Set in the summer of 1903, a series of unexplained events occur across the eastern United States, caused by objects moving with such great speed that they are nearly invisible. The first-person narrator John Strock, 'Head inspector in the federal police department' in Washington, DC, travels to the Blue Ridge Mountains of North Carolina to investigate. He discovers that all the phenomena are being caused by Robur, a brilliant inventor. (He was previously featured as a character in Verne's Robur the Conqueror.)
Robur has perfected a new machine, which he has dubbed the Terror. It is ten-meter long vehicle, capable of operating as a speedboat, submarine, automobile, or aircraft. It can travel at the (then) unheard of speed of 150 miles per hour on land and at more than 200 mph when flying.

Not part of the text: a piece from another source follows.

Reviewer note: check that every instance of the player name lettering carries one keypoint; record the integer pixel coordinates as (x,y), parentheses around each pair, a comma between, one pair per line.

Strock tries to capture the Terror but instead is captured himself. Robur drives the strange craft to elude his pursuers, heading to the Caribbean and into a thunderstorm. The Terror is struck by lightning, breaks apart, and falls into the ocean. Strock is rescued from the vehicle's wreckage, but Robur's body is never found. The reader is left to decide whether or not he has died.
Master of the World contains a number of scientific ideas, current to Verne's time, which are now widely known to be errors. For example, traveling at high speed does not reduce a vehicle's weight.